Antes de que pueda correr tras ella, Papá dobla la esquina. —¿La encontró? —pregunta.
Trago saliva.
—La encontró —le digo a Papá—. No va a volver.
Papá intenta alcanzarme, pero doy un paso atrás.
—Ella volverá. Ni siquiera los humanos pueden negar la atracción del vínculo de pareja —le doy una mirada vacía—. No pareces enfadado porque se haya ido.
—Oh —me río—. Estoy muy enfadado, pero he decidido que me importa una mierda.
—Vas a hacer algo estúpido —suspira Papá.
—No —respondo—. No creo que ella sienta la atracción del vínculo de pareja, para ser honesto. Nunca se habría ido si lo sintiera.
—No sabes lo que está pensando o sintiendo —refunfuña Papá.
—¿De qué están hablando ustedes dos? —sonríe Mamá, saliendo de la cocina.
—Tish se escapó —le digo secamente.
—Oh —responde—. Es una lástima. —Finge que le importa, pero la sonrisa en su rostro me dice que está complacida.
—Si me disculpan —respondo—. Tengo algo que atender.
—Por supuesto —dice Mamá dulcemente—. Cuando estés listo, podemos hablar sobre parejas apropiadas. Tengo una lista de chicas que serían una fantástica Luna.
—Lo que tú digas —grito por encima del hombro.
Subo corriendo las escaleras. Puedo oír a mis padres discutiendo detrás de mí, pero no me importa. Tengo cosas más importantes en mente.
Hago una pausa al pasar por la suite que preparamos para Tish. Colmillo comienza a gruñir en mi mente. No quiere que haga esto.
«Ella volverá a nosotros», gruñe.
«No nos quiere», le recuerdo. «Si lo hiciera, habría regresado con Kaden».
«Sentirá la traición», gime.
«Es humana», me río. «Lo dudo seriamente».
Al abrir la puerta de mi habitación, veo a Jessica acostada desnuda en mi cama. Inclino la cabeza mientras observo su cuerpo. Tish tenía razón. No es gran cosa sin su ropa, pero Jessica está pasando sus dedos por su hendidura y gimiendo fuertemente.
Me mira cuando cierro la puerta y levanta su dedo a sus labios. Chupando sus jugos de su dedo, me llama con la otra mano. Me quito la ropa y me coloco entre sus piernas. Jessica levanta sus caderas mientras alinea la punta de mi pene con su entrada.
Paso la punta de mi polla por su hendidura, y no se siente bien.

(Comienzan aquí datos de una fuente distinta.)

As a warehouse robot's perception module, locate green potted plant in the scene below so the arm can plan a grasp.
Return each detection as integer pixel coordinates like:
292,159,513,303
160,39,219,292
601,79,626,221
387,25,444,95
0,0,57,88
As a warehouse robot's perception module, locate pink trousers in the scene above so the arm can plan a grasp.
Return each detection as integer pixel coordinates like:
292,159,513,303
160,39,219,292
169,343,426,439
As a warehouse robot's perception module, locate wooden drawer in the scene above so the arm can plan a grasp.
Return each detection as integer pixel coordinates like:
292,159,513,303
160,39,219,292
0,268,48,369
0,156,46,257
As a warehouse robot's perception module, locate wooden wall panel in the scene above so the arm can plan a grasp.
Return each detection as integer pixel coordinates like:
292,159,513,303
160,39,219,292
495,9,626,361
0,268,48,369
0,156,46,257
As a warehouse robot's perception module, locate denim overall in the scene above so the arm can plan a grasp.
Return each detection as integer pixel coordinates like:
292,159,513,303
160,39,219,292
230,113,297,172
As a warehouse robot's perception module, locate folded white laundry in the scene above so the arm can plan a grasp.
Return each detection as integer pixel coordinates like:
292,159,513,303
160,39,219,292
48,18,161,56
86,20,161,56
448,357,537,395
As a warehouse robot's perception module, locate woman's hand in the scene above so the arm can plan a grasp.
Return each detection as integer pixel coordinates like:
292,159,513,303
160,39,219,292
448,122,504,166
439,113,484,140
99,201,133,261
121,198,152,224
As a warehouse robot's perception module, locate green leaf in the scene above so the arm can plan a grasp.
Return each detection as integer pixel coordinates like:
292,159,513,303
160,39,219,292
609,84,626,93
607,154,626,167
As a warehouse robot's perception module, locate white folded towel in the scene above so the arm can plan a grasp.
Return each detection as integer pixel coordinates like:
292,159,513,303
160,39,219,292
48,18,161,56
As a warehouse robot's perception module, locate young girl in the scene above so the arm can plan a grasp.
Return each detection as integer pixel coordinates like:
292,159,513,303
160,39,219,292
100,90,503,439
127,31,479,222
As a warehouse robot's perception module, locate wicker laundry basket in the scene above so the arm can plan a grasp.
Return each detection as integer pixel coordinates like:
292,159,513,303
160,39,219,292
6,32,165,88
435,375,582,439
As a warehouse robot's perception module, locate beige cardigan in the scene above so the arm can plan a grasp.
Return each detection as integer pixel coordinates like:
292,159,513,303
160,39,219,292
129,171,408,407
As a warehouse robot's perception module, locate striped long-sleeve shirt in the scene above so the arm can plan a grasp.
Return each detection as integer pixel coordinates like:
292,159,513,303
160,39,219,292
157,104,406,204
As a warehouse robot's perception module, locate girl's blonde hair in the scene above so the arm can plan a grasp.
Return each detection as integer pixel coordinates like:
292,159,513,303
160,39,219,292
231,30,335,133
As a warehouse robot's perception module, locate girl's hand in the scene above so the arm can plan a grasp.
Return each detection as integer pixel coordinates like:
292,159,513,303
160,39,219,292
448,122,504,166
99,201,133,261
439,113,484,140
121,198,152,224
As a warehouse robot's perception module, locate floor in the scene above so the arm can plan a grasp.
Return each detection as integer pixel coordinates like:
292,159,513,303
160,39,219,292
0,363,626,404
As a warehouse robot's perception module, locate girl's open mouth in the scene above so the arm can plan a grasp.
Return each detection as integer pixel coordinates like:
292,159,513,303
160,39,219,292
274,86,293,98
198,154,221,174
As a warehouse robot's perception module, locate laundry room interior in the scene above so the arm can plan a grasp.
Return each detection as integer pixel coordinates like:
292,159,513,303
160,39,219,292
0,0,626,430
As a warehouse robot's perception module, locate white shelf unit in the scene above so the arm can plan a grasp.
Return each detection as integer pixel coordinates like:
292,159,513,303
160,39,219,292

Apartando esos sentimientos, empujo mi polla entre sus pliegues. Ella gime fuertemente. Tengo que contenerme para no poner los ojos en blanco ante su teatralidad.
Entro y salgo de ella unas cuantas veces, pero estoy teniendo dificultades para mantenerme duro. Intento unos cuantos empujes más antes de que mi polla se ablande por completo.
Sentándome, paso mis dedos por mi cabello. Esto nunca me había pasado antes, y estoy ligeramente avergonzado.
Jessica se apoya sobre sus codos y hace un puchero.
—¿Hay algo mal?
—Ya no me atraes —le digo—. Vete.
Jessica resopla fuertemente mientras se levanta de la cama. Agarra su ropa del suelo pero no se molesta en vestirse. La puerta de mi habitación se abre de golpe, y veo a Kaden.
—¿Qué demonios hiciste? —me grita.
—Nada —gimo.
Jessica sonríe con malicia.
—Intentó follarme pero no pudo mantenerlo duro. Estoy segura de que fue suficiente para que ella sintiera la traición. Nunca volverá ahora.